この結果、売上高は19億8百万円(前連結会計年度比0.6%減)になりました。
(記録装置)
前連結会計年度に引き続き、データロガーの分野に無線技術で計測範囲を大きく広げる新製品を投入したことで、この分野は順調に市場拡大を続けることができました。しかし、産業機器向け設備投資が低迷する中、特に自動車業界向けの多チャネル測定用メモリレコーダの需要が大きく減少いたしました。
この結果、売上高は37億34百万円(同8.5%減)になりました。
(電子測定器)
活発な設備投資が続くバッテリー分野に向けて、電気自動車に搭載されるバッテリーマネジメントシステム向け評価機など複数の新製品を投入し、この分野は順調に伸長いたしました。しかし、産業機器向け設備投資の低迷を受け、電力変換機器向けのパワーアナライザや電子部品の検査向け計測器の売上高が減少いたしました。
この結果、売上高は95億41百万円(同8.0%減)になりました。
(現場測定器)
世界的なIoT化の進展に合わせ、当社の計測器をワイヤレス化する通信アダプターを発売し、主力商品群を当該通信アダプターに対応させるためのモデルチェンジを続けてまいりました。また、社会インフラとして通信設備やデータセンターなどの重要性が高まっており、これらの設備の電源を止めずに保守管理することができるリーククランプメータの新製品を投入いたしました。インフラや電気設備分野の需要は堅調に推移し、売上高を伸ばすことができました。

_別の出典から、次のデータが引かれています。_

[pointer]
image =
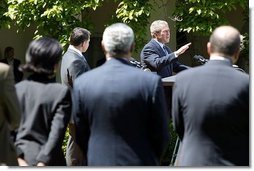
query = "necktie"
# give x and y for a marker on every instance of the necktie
(165, 50)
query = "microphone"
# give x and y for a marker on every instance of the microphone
(200, 59)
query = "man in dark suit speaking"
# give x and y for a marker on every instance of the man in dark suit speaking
(211, 107)
(119, 111)
(157, 56)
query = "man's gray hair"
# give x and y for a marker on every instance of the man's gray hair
(118, 38)
(157, 25)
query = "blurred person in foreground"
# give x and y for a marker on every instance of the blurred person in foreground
(10, 113)
(119, 111)
(211, 107)
(45, 105)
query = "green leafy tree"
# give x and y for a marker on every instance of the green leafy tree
(56, 18)
(203, 16)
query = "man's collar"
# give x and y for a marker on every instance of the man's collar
(161, 44)
(75, 49)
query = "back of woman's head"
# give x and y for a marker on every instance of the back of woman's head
(42, 55)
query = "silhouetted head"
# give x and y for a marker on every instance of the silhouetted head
(42, 56)
(225, 41)
(118, 40)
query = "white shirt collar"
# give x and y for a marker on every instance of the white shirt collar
(75, 49)
(218, 58)
(161, 44)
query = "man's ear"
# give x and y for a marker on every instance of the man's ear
(235, 57)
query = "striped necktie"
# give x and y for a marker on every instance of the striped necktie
(165, 49)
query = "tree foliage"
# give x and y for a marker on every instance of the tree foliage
(203, 16)
(56, 18)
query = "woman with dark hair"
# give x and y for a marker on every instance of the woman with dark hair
(45, 107)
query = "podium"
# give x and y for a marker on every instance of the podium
(168, 83)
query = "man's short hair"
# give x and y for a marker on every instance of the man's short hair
(79, 35)
(157, 25)
(118, 38)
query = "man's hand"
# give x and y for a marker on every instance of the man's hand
(182, 49)
(41, 164)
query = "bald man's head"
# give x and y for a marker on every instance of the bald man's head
(225, 40)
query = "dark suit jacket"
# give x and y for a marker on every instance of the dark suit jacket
(211, 115)
(18, 75)
(75, 63)
(154, 57)
(120, 116)
(9, 115)
(46, 111)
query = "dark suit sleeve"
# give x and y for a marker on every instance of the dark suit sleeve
(11, 103)
(177, 112)
(177, 67)
(58, 126)
(80, 121)
(17, 73)
(159, 121)
(154, 59)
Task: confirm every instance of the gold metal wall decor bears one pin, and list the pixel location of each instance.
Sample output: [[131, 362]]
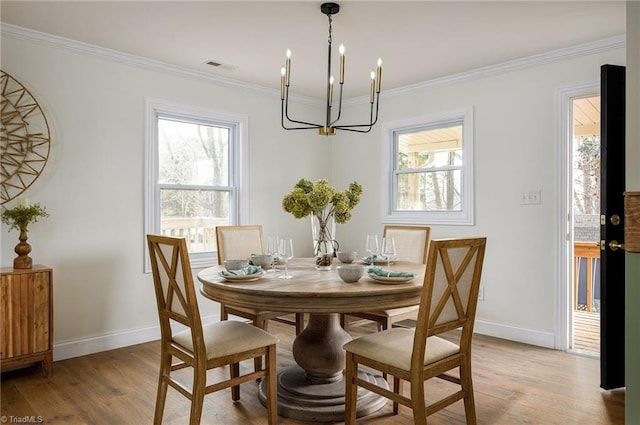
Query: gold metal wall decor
[[24, 138]]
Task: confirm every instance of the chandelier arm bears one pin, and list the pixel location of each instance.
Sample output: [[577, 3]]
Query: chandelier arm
[[284, 113], [372, 120], [339, 107]]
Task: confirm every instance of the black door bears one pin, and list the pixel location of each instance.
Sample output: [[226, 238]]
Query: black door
[[612, 78]]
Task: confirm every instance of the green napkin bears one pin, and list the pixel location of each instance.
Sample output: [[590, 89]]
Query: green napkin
[[375, 258], [244, 271], [379, 271]]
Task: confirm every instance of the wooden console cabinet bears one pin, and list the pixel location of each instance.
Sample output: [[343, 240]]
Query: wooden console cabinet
[[26, 317]]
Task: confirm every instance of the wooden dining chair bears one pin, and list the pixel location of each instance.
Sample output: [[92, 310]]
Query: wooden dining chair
[[201, 347], [448, 302], [412, 244], [238, 242]]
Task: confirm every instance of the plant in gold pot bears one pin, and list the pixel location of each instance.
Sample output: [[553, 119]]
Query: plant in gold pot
[[19, 218], [326, 206]]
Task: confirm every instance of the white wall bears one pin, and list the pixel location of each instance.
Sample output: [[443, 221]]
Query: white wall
[[632, 337], [93, 184], [516, 120]]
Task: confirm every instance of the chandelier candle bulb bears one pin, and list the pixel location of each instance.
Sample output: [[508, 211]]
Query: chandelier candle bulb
[[341, 50], [288, 65], [373, 86]]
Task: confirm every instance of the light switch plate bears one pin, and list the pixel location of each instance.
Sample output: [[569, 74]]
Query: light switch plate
[[530, 198]]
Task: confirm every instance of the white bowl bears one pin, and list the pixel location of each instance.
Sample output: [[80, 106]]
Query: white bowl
[[262, 260], [347, 256], [350, 272], [235, 264]]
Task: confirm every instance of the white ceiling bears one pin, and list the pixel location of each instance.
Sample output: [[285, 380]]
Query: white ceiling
[[417, 40]]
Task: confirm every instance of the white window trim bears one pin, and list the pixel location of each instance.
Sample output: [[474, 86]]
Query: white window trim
[[464, 217], [239, 155]]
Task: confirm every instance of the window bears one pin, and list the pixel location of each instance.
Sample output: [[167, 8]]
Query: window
[[430, 165], [193, 175]]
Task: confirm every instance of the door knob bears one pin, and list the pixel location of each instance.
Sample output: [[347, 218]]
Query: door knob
[[615, 245]]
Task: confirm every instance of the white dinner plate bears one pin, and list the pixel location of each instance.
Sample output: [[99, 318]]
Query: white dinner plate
[[378, 261], [241, 277], [389, 280]]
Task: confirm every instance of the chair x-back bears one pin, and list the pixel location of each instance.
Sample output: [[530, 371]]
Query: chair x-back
[[201, 348], [448, 302]]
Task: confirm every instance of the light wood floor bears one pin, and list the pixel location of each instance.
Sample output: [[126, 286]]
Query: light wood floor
[[514, 384]]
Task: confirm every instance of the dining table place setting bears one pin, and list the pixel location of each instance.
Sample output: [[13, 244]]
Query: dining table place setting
[[387, 276], [246, 273]]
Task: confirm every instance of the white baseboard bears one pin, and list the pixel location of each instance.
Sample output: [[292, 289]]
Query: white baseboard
[[69, 349], [512, 333], [81, 347]]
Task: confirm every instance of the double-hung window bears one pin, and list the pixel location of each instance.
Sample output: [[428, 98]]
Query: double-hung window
[[430, 177], [194, 175]]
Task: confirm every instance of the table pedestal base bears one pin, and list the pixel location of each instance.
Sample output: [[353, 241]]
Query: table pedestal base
[[298, 398]]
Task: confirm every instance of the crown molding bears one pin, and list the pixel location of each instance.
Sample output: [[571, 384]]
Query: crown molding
[[13, 31], [586, 49], [78, 47]]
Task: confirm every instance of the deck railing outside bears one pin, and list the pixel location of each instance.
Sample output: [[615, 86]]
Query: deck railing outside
[[199, 232], [586, 276]]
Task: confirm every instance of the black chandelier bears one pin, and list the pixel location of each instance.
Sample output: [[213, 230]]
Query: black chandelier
[[330, 126]]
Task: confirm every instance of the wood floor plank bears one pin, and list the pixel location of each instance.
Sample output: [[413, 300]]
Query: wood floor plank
[[514, 384]]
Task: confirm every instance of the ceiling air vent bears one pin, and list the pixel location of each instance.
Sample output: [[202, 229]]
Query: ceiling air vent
[[220, 65]]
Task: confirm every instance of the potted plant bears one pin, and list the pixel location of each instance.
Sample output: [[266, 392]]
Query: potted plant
[[326, 206], [19, 218]]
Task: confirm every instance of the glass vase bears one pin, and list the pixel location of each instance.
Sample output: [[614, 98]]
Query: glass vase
[[323, 231]]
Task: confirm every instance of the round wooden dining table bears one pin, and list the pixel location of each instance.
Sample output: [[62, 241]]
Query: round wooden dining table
[[313, 389]]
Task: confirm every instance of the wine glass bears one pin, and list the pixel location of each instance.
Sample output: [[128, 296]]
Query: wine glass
[[372, 248], [286, 251], [273, 249], [389, 249]]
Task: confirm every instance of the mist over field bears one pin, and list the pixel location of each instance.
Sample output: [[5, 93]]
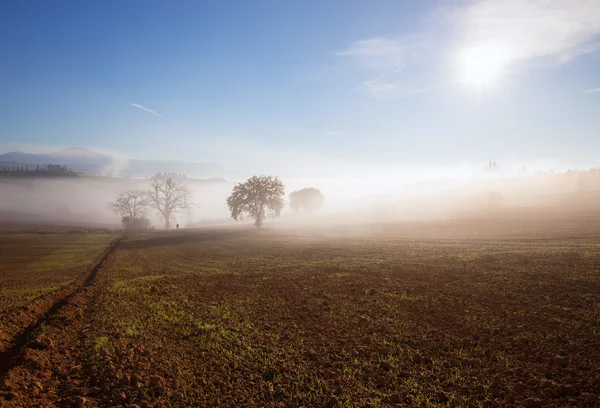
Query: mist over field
[[349, 199]]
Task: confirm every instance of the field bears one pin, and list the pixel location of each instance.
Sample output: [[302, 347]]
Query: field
[[34, 264], [284, 318]]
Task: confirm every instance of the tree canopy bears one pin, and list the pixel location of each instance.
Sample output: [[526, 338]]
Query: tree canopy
[[132, 203], [257, 198], [169, 197], [307, 199]]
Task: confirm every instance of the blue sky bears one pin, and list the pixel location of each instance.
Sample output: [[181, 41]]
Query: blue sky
[[279, 84]]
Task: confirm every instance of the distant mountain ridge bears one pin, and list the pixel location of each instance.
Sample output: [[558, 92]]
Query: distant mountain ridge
[[92, 162]]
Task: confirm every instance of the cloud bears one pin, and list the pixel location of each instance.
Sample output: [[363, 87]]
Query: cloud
[[378, 85], [146, 109], [381, 54], [526, 30]]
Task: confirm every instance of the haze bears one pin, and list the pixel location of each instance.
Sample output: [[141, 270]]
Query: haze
[[365, 101]]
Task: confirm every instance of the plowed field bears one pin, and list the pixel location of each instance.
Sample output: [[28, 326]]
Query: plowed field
[[244, 318]]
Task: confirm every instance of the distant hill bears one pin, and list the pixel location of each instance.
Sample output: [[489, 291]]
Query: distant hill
[[92, 162]]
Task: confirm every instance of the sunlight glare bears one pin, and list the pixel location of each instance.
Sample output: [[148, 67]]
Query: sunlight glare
[[481, 66]]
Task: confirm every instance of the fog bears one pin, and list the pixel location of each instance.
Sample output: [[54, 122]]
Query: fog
[[355, 197]]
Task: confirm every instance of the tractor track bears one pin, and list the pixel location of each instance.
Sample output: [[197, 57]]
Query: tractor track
[[12, 356]]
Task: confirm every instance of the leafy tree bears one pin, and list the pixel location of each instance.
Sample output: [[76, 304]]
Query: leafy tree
[[257, 198], [132, 204], [307, 199], [169, 197]]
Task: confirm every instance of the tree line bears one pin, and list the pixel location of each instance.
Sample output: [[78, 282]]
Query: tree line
[[258, 198]]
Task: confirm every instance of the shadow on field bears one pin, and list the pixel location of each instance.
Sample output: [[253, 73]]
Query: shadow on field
[[164, 240]]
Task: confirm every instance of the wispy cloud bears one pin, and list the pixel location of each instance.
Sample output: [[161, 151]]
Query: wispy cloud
[[378, 85], [379, 53], [146, 109], [525, 30]]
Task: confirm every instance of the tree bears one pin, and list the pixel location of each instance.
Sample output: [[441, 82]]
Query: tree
[[169, 197], [257, 198], [307, 199], [131, 204]]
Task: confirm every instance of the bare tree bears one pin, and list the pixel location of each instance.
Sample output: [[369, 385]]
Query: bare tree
[[169, 197], [258, 198], [132, 203]]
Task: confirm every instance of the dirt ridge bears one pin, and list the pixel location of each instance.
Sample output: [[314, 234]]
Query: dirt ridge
[[31, 317]]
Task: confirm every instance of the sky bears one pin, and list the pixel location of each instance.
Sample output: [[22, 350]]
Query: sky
[[316, 84]]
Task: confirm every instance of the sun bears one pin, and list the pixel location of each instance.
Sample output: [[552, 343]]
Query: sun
[[481, 66]]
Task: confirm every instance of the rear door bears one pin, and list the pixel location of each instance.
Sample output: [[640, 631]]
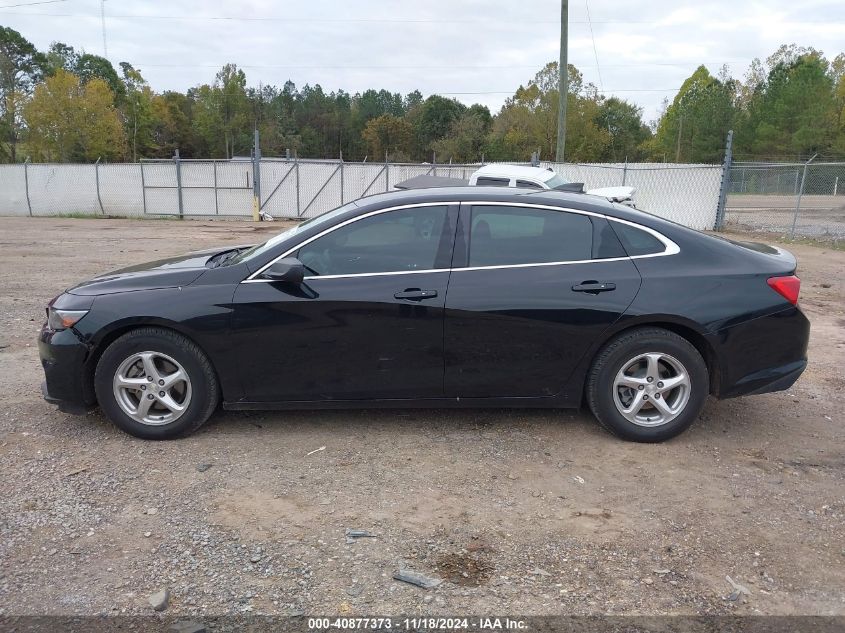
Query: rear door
[[531, 290]]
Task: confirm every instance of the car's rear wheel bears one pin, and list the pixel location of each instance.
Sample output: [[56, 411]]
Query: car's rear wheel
[[647, 385], [156, 384]]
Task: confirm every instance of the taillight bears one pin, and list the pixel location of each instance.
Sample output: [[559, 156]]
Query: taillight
[[787, 287]]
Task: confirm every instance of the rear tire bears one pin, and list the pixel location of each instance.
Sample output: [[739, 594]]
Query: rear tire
[[156, 384], [647, 385]]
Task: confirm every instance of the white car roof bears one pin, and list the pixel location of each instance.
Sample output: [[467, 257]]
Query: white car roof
[[514, 171]]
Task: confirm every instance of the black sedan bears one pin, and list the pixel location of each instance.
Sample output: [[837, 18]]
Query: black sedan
[[449, 297]]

この結果、売上高は51億76百万円(同3.6%増)になりました。
b. 資本の財源及び資金の流動性について
当社グループの資金需要のうち主なものは、材料費、人件費、新製品開発に必要な研究開発費、営業費用、管理費用及び設備投資資金であります。これらの資金需要につきましては、自己資金を充当しております。
当社グループの経営方針、経営戦略につきましては、「第2 事業の状況 1 経営方針、経営環境及び対処すべき課題等」に、経営成績に重要な影響を与える要因につきましては、「第2 事業の状況 2 事業等のリスク」に記載のとおりであります。